The dollar sagged. Oddly, Bitcoin fell through $88,000.
Long-end bonds bid. Short-end yields collapsed. Risk assets closed firm. And traders headed home knowing the US market had just priced in a Fed future that may or may not exist — but that’s never stopped Wall Street before.
Tuesday wasn’t about data, earnings, or even AI.
It was about the possibility of a Fed chair who would treat rate cuts the way traders treat dip-buying: aggressively, instinctively, and without apology.
And that possibility alone was enough to make US stocks trade like the future had just been marked up 50 basis points.
AI enters its TPU age
Google’s Tensor Processing Units — long treated as an internal optimization tool rather than a market threat — are suddenly stepping out of the shadows. After a decade spent quietly powering search, ads, and in-house AI, TPUs are now winning real deals with real hyperscalers, positioning themselves as the first credible alternative to Nvidia’s GPU empire.
The distinction is simple but profound. Nvidia’s GPUs were born for gaming and adapted brilliantly for AI — thousands of parallel cores carrying whatever workload engineers throw at them. That flexibility makes them the Swiss Army knife of compute, but also power-hungry and expensive to operate. TPUs, by contrast, were architected specifically for matrix multiplication — the repetitive, sequential math that drives neural networks. They’re narrower, more specialized, less adaptable — but incredibly efficient. For certain inference and some training workloads, they can outperform GPUs precisely because they don’t carry the extra circuitry needed for general-purpose compute.
Google has quietly iterated seven generations of the chip, feeding lessons from DeepMind and Gemini straight back to its silicon team. The latest Ironwood release is liquid-cooled and deployable in pods of 256 chips or in mega-clusters of over 9,000 — turning what was once a boutique internal accelerator into a hyperscale-ready weapon.
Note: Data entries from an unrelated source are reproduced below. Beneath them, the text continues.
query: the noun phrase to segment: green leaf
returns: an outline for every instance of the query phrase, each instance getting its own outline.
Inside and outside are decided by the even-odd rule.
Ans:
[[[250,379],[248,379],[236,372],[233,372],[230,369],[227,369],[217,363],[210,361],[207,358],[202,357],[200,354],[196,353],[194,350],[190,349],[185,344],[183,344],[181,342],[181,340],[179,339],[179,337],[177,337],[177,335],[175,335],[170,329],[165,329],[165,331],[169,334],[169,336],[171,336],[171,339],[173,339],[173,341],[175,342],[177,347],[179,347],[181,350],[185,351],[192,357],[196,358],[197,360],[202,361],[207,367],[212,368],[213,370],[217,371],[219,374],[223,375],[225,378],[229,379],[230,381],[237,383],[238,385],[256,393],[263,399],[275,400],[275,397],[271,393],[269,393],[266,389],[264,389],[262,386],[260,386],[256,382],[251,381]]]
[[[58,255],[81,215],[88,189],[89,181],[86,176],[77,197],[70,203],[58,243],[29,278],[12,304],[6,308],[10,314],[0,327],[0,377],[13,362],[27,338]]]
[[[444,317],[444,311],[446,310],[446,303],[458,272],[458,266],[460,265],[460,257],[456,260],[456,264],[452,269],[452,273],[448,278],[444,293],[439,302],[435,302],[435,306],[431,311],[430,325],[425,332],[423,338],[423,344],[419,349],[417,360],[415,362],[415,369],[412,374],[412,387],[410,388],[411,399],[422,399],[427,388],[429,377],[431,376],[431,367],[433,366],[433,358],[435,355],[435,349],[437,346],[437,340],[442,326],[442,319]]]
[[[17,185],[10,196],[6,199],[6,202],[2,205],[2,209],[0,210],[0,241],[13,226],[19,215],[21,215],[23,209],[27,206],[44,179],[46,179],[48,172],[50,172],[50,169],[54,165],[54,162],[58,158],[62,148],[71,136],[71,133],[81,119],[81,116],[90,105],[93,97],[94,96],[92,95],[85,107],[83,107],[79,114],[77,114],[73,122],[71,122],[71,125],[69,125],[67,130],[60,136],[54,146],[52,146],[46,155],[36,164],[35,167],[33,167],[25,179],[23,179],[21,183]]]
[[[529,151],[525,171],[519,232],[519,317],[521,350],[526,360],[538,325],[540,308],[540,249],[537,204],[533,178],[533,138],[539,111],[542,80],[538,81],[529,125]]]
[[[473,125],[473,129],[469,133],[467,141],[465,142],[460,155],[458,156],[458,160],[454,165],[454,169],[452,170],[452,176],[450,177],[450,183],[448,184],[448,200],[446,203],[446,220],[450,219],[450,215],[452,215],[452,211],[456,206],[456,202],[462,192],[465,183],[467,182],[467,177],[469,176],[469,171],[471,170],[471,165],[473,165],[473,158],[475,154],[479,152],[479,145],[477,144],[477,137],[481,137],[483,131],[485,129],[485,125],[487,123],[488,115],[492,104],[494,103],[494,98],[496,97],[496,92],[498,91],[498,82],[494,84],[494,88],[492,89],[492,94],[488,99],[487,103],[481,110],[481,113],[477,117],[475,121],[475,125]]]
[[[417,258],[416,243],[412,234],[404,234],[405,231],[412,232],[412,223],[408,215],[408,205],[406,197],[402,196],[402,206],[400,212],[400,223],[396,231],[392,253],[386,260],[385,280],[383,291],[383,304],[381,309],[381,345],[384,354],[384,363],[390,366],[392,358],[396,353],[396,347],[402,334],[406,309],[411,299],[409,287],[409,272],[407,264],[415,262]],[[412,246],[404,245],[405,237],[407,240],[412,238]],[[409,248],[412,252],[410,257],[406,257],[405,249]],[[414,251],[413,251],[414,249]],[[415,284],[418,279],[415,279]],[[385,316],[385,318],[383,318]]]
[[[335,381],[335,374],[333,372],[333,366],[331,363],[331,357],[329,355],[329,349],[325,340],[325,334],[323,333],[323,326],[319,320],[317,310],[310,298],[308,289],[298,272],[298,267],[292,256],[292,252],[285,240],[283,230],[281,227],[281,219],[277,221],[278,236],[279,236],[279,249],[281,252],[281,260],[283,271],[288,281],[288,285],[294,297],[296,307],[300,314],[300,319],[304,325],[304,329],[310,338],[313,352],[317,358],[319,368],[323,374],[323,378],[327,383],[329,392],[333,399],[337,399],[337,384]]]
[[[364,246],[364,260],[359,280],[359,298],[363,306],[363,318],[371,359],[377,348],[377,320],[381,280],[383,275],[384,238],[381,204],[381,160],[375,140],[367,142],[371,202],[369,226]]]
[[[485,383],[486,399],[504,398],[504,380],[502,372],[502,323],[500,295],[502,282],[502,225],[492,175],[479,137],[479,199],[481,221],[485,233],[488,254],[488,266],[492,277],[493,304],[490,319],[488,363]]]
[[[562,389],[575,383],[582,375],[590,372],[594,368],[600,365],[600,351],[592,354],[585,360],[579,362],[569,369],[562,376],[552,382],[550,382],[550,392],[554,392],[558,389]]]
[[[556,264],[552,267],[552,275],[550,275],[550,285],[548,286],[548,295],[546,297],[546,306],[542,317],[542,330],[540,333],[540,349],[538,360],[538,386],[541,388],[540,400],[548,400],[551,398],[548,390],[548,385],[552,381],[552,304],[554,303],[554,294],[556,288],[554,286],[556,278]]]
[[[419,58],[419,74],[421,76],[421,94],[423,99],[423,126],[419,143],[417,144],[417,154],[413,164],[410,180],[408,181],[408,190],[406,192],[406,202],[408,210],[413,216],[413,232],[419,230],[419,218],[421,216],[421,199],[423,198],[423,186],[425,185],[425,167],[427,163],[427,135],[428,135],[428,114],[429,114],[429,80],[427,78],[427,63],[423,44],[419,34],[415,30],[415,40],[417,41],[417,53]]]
The customer list is suddenly revealing. Safe Superintelligence, Midjourney, Salesforce, Anthropic — and now Meta is in discussions to roll TPUs into its 2027 data centers. The Anthropic deal for up to one million TPUs — backed by more than a gigawatt of Google compute — is effectively Google’s declaration that TPUs are no longer an internal advantage; they’re a commercialized platform capable of scaling alongside Nvidia.
The logic is straightforward: Big AI developers are spending tens of billions on Nvidia hardware, battling shortages, price inflation, and vendor concentration. A second supplier — especially one offering lower energy consumption and predictable performance — is irresistible. And while TPUs today are still tied to Google Cloud, analysts see the Anthropic structure as a stepping-stone toward multi-cloud TPU deployments.
No one is abandoning Nvidia. The hyperscalers can’t. The pace of AI model development demands flexibility and programmability that only GPUs currently provide, which is why even TPU customers continue signing massive Nvidia allocations. Google itself remains a top-three Nvidia buyer for precisely that reason.
But the narrative has shifted. For the first time in years, Nvidia is not battling a startup or a science project. It’s facing a mature, seventh-generation accelerator built by a company with the scale, capital, data centers, and AI research pipeline to actually challenge GPU dominance at the margin.
In other words: the AI Manhattan Project is no longer a single-reactor world. The TPU age is real, the hyperscalers are experimenting, and the demand curve for compute is so explosive that a multi-supplier future is inevitable.
Nvidia is still the center of gravity — but Google’s TPUs are no longer orbiting quietly. They’re altering the map.